Okumak, doğduğu andan
itibaren birçok eğitim süreci geçiren insan için en
kolay ve en etkili öğrenme yoludur. Sahip oldukları
bilgilerin %80'ini bu yolu kullanarak edinen gelişmiş
ülke toplumları, günümüzde daha fazla okuma
alışkanlığına sahip olmanın sağladığı avantajları her
alanda yaşamaktadırlar. Geri kalmış toplumların
karşılaştıkları sorunların bir çoğunun kaynağında ise
eğitimsizlik yer almaktadır. Bu toplumlarda kişiler,
okuyarak geçirebilecekleri zamanları çoğunlukla yararsız
uğraşılarla geçirmektedirler. Oysa okuma alışkanlığı
öncelikle kişinin kendisi için mutlaka edinmesi gereken
bir alışkanlıktır.
Kaliforniya'daki bir
ilkokulda öğretmenlik yapan Jerry Greif, bundan tam 18
yıl önce,televizyonu kapatma fikrinin temellerini atacak
bir eylemde bulundu. Onu, bu harekete iten en önemli
sebep, televizyonun, öğrencilerinin hayatında kitap
okumayla yer değiştirmiş olmasıydı. Televizyon seyretme
oranı arttıkça, çocukların kitap okuma ve ondan zevk
alma oranlarında ciddi düşüşler gözlemleyen Jerry Greif,
"Çok Okuma, Az Televizyon" projesini geliştirdi. Bu
proje dahilinde eski bir televizyon okula getirildi ve
her bir kitabı bitiren öğrenci, televizyona bir etiket
yapıştırdı. Amaç, altı haftada bütün televizyonu
etiketlerle kapatmaktı. Proje başarıyla gerçekleşti ve
Greif'in öğrencileri televizyonu etiketlerle kapladılar.

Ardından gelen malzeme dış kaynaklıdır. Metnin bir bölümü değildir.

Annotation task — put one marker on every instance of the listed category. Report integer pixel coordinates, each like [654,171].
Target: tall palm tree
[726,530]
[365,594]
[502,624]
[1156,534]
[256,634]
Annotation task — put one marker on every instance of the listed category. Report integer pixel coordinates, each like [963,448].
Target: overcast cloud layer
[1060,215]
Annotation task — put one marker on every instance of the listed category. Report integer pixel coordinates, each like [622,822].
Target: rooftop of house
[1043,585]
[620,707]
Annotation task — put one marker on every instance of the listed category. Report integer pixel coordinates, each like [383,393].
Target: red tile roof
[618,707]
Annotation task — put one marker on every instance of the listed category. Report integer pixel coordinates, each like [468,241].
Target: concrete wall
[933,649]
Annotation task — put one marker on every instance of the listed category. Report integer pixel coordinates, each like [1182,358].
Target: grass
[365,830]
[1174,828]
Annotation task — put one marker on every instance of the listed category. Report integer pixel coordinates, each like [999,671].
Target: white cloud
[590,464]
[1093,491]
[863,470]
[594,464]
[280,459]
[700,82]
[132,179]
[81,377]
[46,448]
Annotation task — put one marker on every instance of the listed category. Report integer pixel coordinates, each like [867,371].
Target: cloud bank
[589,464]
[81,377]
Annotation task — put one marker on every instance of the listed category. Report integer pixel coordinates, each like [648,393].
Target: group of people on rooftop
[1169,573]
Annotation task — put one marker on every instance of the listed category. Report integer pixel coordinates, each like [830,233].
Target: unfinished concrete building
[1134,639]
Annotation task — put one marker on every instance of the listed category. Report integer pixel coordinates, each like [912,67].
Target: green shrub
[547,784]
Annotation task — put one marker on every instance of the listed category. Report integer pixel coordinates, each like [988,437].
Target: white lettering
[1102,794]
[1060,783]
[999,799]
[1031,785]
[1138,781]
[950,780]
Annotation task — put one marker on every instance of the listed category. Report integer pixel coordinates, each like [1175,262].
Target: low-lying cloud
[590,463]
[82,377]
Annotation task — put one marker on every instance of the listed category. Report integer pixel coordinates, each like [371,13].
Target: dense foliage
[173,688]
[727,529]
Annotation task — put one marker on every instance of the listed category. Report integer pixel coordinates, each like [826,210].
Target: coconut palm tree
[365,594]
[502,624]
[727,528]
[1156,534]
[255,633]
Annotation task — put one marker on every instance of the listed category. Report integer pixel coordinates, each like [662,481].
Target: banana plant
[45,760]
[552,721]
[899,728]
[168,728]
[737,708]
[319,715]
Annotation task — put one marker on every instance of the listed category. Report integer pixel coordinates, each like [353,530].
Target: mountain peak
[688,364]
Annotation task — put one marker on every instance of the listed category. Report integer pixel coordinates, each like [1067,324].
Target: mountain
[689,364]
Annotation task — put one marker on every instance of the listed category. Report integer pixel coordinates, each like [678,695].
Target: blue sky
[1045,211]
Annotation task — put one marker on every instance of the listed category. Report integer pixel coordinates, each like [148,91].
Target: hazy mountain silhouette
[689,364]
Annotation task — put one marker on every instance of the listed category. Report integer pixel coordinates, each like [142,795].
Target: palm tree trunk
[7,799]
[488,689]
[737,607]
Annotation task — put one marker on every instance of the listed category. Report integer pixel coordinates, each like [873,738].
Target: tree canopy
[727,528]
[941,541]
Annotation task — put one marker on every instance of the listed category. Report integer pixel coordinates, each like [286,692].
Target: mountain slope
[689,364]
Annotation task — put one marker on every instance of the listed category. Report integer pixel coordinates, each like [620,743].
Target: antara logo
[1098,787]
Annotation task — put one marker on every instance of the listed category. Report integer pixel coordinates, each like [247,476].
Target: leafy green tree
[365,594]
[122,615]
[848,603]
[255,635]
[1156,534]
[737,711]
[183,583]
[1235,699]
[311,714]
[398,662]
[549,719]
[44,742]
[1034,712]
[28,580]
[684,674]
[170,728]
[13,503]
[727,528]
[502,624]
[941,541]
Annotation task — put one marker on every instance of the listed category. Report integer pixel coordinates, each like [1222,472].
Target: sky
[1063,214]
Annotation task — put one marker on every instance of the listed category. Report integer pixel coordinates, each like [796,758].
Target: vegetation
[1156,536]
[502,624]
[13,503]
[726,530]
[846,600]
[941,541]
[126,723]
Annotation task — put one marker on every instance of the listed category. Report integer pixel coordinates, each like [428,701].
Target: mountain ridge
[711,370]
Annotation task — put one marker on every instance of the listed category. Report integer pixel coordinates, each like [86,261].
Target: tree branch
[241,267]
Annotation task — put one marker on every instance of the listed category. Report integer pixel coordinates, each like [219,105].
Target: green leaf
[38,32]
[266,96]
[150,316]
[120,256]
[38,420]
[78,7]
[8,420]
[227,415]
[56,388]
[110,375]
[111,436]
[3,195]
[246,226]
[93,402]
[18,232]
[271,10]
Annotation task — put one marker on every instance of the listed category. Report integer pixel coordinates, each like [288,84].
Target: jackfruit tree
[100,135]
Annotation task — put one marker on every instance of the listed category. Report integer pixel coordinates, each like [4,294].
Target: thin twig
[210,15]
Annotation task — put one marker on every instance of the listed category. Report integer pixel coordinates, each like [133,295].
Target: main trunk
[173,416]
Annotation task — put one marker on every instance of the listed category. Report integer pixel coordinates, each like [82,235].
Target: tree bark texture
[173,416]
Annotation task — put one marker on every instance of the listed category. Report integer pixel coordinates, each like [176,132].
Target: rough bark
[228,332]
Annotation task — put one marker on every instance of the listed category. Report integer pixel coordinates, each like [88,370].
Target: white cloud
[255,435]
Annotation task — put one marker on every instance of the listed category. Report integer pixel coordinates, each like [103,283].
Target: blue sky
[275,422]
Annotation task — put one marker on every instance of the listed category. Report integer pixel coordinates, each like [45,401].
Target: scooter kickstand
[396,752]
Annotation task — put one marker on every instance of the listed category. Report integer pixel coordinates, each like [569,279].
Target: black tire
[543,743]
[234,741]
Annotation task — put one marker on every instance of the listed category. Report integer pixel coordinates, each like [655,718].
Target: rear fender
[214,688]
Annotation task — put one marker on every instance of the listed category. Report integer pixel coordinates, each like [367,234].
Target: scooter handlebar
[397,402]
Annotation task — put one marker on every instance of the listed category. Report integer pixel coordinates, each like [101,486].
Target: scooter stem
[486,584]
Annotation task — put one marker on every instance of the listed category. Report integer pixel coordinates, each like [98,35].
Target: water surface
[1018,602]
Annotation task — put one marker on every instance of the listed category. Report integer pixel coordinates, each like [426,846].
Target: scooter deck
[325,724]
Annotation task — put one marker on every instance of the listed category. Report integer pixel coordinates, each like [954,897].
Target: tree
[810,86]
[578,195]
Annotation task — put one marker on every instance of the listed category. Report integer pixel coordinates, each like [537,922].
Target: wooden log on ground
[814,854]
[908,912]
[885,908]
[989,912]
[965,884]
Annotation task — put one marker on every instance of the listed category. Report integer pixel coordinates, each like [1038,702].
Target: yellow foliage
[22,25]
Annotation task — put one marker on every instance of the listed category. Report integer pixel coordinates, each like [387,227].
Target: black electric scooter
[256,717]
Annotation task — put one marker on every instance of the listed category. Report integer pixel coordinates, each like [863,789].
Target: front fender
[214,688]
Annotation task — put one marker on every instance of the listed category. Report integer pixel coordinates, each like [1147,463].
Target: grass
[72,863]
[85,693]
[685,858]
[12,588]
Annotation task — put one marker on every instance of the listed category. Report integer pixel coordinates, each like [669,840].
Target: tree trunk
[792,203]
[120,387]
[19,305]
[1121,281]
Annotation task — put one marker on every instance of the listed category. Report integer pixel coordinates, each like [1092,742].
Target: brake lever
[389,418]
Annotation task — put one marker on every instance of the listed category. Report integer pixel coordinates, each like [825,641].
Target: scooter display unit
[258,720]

Bu proje sırasında Jerry Greif'in bazı öğrencileri, iki
hafta boyunca okudukları kitap sayısının, bütün
hayatları boyunca okudukları kitap sayısından fazla
olduğunu belirttiler. Daha sonra bu faaliyet ülke
çapında yayılmaya başladı.
ABD Ulusal Eğitim
Gelişimini Değerlendirme Dairesinin (National Assessment
of Educational Progress - NAEP) 1986 yılı
araştırmalarına göre, çeşitli yaş gruplarına ayrılmış
öğrencilerin okuma kabiliyetlerinin gelişiminde sürekli
bir düşüş olduğu gözlemlendi. Düzenli kitap okuma
alışkanlığı olan kişilerde bile bu düşüş gözlenirken,
televizyonun hakim olduğu hayatlarda bu durum daha da
kötü sonuçlar ortaya çıkarttı. NAEP'in 1980-1984 yılları
arasında yaptığı araştırmalarda, günde ortalama 5-6 saat
televizyon izleyen çocukların okuma yeteneğinin, günde 2
saat televizyon seyreden çocukların okuma yeteneğinden
çok daha düşük olduğu ortaya çıktı. Seyretme miktarının
başarıyı etkilediğini vurgulayan araştırmacılar, en
olumsuz etkiye, televizyonun neden olduğunu
belirtiyorlar.
Yine ABD Ulusal Eğitim Gelişimini
Değerlendirme Dairesinin yaptığı eğitim istatistiklerine
göre, son yıllarda öğrencilerin okuma ve yazmadaki
başarı oranlarının düştüğü belirtiliyor. 1998
raporlarına göre, dördüncü ve sekizinci sınıfların %
16'sı, on ikinci sınıfların % 22'si temel yazma
becerilerini öğrenememişler. Yine aynı rapora göre,
dördüncü, sekizinci ve on ikinci sınıfların ancak % 40'ı
yeterli okuma seviyesine ulaşabilmişler. Dördüncü
sınıfların % 7'si, sekizinci sınıfların % 3'ü ve on
ikinci sınıfların % 6'sı ancak okumada ileri seviyeye
gelebilmişlerdir.
Okumanın Faydalarından
Örnekler...
Yazma Yeteneği
Wall Street gazetesi köşe yazarlarından Marie
Winn, televizyonun sadece çocukların okuma yeteneklerini
değil, aynı zamanda yazma yeteneklerini de etkilediğini
ileri sürüyor: "Doğru okuma kabiliyeti olmayan
çocukların asla yazmayı öğrenmeyeceğini, şüphesiz bütün
eğitimciler bilir. Yazı, kitapla yapılmış bir konuşmadır
ve sadece kitapla konuşmayı, okuyarak öğrenebilirsiniz."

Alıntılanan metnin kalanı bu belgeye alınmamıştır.